Healthy Nutrition Information: Need-to-Know Facts for Your Health
March is National Nutrition Month, which means that you might have to take a long hard look at the way you live your life.
Often times, people overlook monthly causes as they would a birthday; it comes once a year, and you don’t have to do anything to prepare for this occasion until the time comes for you to recognize what is really going on.
Many people take this same approach when it comes to healthy nutrition. If you are of the younger generation, chances are you don’t remember the days when the food you ate was grown naturally and didn’t contain ingredients that you couldn’t pronounce. In this day and age, the food perception is different and many people think that if the food is on the shelf, then it must be safe.
Contrary to this popular notion, the food on the grocery store shelf may be safe to eat now, but what does it do to your body in 10 years? 20 years? How about 30 years?
With continuous consumption of processed foods, especially meat and poultry, you run the risk of developing long-term health problems.
Here is some information you need to know about our food sources within the past 40 years, and how you can stay healthy, without waiting for a special occasion to come around once every year.
Poultry’s Dirty Little Secret
Boneless chicken breast could be considered as American as apple pie, but it doesn’t have quite the same ring to it.
On average, Americans eat up to 87 pounds of chicken per year. This is an increase of 81%, from 48 pounds in 1980.
Why such a dramatic increase in poultry percentage? Well, most of the meat found in grocery stores today has been synthetically saturated with a combination of water, salt, and other additives through needle injections and high-pressure vacuum tumbling. Sounds appetizing, right?
Recent advancements in technology have caused our food industry to change dramatically in the past 40 years. Food is produced faster, and more chemicals are being added to our favorite meals to reduce cost, and to maintain a longer shelf life.
This is great for the food industry, but what about foryour health?
Meat that has been processed like this and sold in grocery stores is packed with more sodium than is recommended by medical professionals for daily intake. In fact, one 4-ounce serving of chicken can contain as much as 440mg of sodium. This results in one-fifth of the daily sodium allotment—which is 2,300mg.
Too much sodium can lead to an increase in heart attack, and can cause your cholesterol to spike out of control.

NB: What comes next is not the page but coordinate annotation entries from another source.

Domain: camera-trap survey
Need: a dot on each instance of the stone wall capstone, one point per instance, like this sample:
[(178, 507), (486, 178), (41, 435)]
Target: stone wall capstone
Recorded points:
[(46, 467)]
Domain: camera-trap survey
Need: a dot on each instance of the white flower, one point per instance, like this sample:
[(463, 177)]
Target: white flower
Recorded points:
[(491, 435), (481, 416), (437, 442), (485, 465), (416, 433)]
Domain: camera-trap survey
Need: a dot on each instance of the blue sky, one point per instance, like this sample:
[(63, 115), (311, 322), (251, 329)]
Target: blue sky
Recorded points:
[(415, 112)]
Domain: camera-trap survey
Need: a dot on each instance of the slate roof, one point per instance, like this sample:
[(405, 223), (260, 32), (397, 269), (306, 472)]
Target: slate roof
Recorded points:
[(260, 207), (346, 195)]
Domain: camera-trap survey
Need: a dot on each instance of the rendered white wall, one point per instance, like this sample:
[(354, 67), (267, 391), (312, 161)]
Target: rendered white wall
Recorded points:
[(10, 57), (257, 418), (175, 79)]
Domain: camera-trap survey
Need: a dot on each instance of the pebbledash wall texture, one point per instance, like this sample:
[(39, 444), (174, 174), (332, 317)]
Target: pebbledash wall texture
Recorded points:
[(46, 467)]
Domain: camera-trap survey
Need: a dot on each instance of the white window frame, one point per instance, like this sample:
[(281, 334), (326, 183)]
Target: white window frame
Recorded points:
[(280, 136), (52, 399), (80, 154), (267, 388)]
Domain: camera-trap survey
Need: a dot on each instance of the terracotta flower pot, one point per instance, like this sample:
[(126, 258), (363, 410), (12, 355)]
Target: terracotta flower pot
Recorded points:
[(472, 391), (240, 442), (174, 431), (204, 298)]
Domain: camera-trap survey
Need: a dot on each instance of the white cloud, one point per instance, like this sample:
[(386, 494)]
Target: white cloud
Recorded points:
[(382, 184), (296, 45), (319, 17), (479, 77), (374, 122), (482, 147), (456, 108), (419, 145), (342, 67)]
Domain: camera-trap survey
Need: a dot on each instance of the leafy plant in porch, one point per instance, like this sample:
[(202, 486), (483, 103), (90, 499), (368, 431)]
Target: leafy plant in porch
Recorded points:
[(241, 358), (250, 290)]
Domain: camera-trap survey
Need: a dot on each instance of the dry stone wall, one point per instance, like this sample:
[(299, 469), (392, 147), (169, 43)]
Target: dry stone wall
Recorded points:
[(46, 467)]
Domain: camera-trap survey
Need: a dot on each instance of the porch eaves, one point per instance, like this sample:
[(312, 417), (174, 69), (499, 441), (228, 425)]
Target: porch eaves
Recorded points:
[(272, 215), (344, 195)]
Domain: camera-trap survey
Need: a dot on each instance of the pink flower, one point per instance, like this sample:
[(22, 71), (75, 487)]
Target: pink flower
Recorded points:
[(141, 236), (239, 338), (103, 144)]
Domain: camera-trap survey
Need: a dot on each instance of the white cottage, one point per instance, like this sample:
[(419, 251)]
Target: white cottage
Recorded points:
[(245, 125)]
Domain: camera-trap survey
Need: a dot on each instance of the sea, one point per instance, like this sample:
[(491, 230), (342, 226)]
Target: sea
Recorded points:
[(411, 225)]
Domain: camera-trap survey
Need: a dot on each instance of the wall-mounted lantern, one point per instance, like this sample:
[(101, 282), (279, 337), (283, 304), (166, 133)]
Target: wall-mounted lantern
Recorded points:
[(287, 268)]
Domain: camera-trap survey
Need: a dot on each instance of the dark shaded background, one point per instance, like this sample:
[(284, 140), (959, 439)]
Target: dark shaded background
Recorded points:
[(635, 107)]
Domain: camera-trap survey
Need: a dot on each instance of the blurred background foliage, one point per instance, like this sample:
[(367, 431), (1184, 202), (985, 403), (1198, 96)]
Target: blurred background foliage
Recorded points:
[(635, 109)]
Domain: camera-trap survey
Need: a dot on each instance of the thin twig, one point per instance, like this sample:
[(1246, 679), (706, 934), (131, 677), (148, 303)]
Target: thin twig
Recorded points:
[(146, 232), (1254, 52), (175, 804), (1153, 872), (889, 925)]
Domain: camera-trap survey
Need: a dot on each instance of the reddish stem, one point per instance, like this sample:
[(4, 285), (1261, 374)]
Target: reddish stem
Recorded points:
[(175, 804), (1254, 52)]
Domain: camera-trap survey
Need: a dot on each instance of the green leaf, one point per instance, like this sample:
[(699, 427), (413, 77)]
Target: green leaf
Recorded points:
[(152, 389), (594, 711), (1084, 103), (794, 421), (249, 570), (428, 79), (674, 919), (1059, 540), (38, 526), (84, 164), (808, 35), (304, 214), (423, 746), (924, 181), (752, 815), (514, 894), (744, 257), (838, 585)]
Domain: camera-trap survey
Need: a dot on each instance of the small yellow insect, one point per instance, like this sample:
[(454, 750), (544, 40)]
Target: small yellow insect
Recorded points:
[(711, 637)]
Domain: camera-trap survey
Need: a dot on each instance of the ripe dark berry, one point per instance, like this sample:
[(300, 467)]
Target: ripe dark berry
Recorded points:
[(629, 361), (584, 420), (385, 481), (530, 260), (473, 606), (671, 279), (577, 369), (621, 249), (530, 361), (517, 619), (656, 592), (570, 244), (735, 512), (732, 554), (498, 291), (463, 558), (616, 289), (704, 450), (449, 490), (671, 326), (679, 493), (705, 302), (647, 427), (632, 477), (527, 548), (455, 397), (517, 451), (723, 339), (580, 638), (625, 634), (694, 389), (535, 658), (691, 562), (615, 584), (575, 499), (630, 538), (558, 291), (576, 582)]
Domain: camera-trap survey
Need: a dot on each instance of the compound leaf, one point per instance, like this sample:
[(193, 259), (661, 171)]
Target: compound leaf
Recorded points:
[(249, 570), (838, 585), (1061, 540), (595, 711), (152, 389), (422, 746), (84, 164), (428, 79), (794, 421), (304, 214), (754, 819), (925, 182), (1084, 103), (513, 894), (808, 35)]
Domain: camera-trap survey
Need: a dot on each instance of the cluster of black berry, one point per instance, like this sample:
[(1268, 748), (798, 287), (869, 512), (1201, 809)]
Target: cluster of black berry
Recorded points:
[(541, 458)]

Instead of taking the “cheap” route and buying regular processed chicken from the supermarket, go organic instead, and do your research. There are companies in the food industry that raise free-range chickens that aren’t injected with hormones and additives.
This may cost you a little more money out of your pocket now, but this far outweighs the medical costs that you could face in the future.
Sugar, Sugar, Sugar…in Everything
It used to be that juice was squeezed the old-fashioned way and that there was no need to spike it up with more and more sugar.
The sad truth today: sugar is found in almost every beverage that we drink.
When shopping for fruit juice or other drinks for yourself, and for your kids, it is important that you read the label. In relation to juice, most juice companies advertise their brand as 100% juice, which isn’t always the case.
The problem with juice is that the sugar it contains can cause weight gain due to inactivity or an unhealthy diet of the person who‘s drinking it. Juice is healthier than soft drinks, but it does contain a lot of sugar and extra calories that our bodies can’t handle if consumed on a daily basis.
Instead of reaching for mixed fruits juices, stick with one or two varieties. Orange juice is good for you, as well as grapefruit juice, and both don’t contain a lot of sugar.
If you want to drink juice, that’s okay, just don’t go an over-consumption binge without taking other steps in your life to make sure that you stay physically active.
This goes for other things that have high amounts of sugar too, including soft drinks, cookies, pastries, and some of your other favorite snack foods.
Be Aware of Insulin Resistance
Until recent decades, insulin resistance was something almost unheard of except if you were in the medical profession of healthy eating and weight loss.
If you are insulin resistant, your pancreas secretes plenty of the hormone insulin, but your body has a tough time distributing sugar into your cells.
This can cause increased weight gain, and can increase your risk of diabetes and heart disease.
The best way to prevent yourself from becoming insulin resistant? Avoid eating too many carbohydrates and eat nutritionally-balanced meals. Meals that contain good doses of fiber, and that are balanced with protein, carbohydrates and fat can give your body the fuel it needs to keep you at a healthy weight.